Patients who need blood tests in Redbridge and Havering can expect long waits until mid-January as the local NHS struggles to cope with a huge backlog caused by Covid.

A “serious incident” was declared last month as patients faced waiting months for tests, following the decision to stop offering them at local hospitals, except for in-patients.

Those needing tests, including cancer patients and diabetics, were forced to go to a dwindling number of over-stretched community clinics, with many directed as far as Loughton.

A spokesperson for the clinical commissioning group (CCG) which decides how NHS money is spent in Redbridge and Havering said patients still face waits of up to 16 weeks.

Read more: Redbridge patients 'fainted' in queue for blood tests at overstretched clinic

Redbridge Council’s health scrutiny committee criticised the handling of the crisis last night (November 5), particularly how decisions were made without consulting the council.

Cllr Beverley Brewer (Lab, South Woodford) said: “I have to ask how things were allowed to get to such a bad position.

“If the CCG were taking things ‘very seriously’, why did they allow 18-week waits to develop in the first place?”

Committee chair Cllr Neil Zammett (Lab, Goodmayes) added: “I do not understand why (the hospitals) were allowed to pull the plug on their (blood testing) service.

“It must have been obvious to everyone that, if they did, they were going to create a crisis.

“We do need to make sure the people who made these decisions are held to account and that they are not made in future. How much more do they have to close before somebody steps in?”

Backlog almost halved in two weeks

CCG director Tracey Welsh said Redbridge and Havering were worse affected by the pandemic than other parts of east London because there is less funding for primary care in GPs.

She said: “Services, in essence, closed down for a number of months due to Covid-19. It does not take long for a backlog to build up.

“In the past two weeks, (that backlog has reduced) from more than 40,000 to just over 25,000.”

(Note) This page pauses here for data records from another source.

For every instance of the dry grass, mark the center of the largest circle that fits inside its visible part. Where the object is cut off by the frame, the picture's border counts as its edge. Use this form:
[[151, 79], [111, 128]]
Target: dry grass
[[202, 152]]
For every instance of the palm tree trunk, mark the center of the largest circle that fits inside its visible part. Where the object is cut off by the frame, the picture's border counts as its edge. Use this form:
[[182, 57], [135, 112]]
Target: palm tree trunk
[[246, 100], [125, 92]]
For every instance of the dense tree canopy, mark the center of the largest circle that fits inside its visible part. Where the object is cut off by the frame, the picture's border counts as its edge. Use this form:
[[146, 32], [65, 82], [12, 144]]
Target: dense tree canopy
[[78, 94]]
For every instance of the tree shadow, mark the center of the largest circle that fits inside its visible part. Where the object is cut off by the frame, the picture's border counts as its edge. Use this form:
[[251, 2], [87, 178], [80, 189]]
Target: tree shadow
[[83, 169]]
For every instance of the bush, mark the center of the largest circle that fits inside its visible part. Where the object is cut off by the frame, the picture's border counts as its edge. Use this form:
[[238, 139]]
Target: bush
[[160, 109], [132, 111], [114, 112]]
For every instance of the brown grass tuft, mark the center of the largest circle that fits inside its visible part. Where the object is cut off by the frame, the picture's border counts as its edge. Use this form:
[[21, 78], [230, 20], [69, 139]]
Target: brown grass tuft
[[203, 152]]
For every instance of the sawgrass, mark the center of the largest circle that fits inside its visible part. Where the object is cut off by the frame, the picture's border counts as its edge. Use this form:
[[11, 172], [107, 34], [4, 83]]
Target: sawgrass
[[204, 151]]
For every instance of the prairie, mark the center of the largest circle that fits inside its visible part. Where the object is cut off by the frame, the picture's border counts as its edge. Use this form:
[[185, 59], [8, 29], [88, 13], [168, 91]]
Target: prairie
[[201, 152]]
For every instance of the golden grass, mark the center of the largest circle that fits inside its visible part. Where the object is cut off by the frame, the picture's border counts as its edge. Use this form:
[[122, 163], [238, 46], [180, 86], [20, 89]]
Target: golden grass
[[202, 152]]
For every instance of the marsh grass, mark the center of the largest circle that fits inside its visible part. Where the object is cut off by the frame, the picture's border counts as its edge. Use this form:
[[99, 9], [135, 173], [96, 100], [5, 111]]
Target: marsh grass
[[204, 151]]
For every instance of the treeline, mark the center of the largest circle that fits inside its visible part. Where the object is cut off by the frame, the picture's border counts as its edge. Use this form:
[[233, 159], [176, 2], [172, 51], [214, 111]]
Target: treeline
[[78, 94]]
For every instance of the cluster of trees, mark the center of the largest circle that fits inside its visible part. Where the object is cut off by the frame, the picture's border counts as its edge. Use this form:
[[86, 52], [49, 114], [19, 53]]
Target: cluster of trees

She added that patients with “urgent tests”, such as those for people with suspected cancer, received them within two weeks, with many tested within one week.

She said the serious incident was declared “purely to be able to get system support” from NHS England, which is being used to add staff and open extra sites, including “super clinics” on weekends and evenings.

The new sites are opening in South Woodford, Hainault and Seven Kings and will stay open until “at least April 1” next year.

Read more: Two hospitals recorded more than a third of all Covid deaths in London last week

The CCG is also temporarily shutting sites with waits of more than 18 weeks to stop patients waiting months when they could be tested faster somewhere else. It has only had to close one clinic for this reason so far.

Cathay Turland, CEO of scrutiny body Healthwatch Redbridge, said the closures were “sensible” but that some patients are “very frightened of travelling” given their risk from Covid.

Another concern was raised after patients from the west of Redbridge reported being refused blood tests by Leytonstone doctors because Redbridge’s CCG “had not paid their bills”.

Heather Noble, medical director for Waltham Forest’s NHS Trust, said they “apologise unreservedly for that”, confirming the claim was untrue.

She said: “My best guess is that there was idle gossip that someone picked up as truth. It was completely unprofessional to say. Even if it was true, they should not have said it.”

An investigation into whether any patients were harmed by the delay in blood tests is currently underway.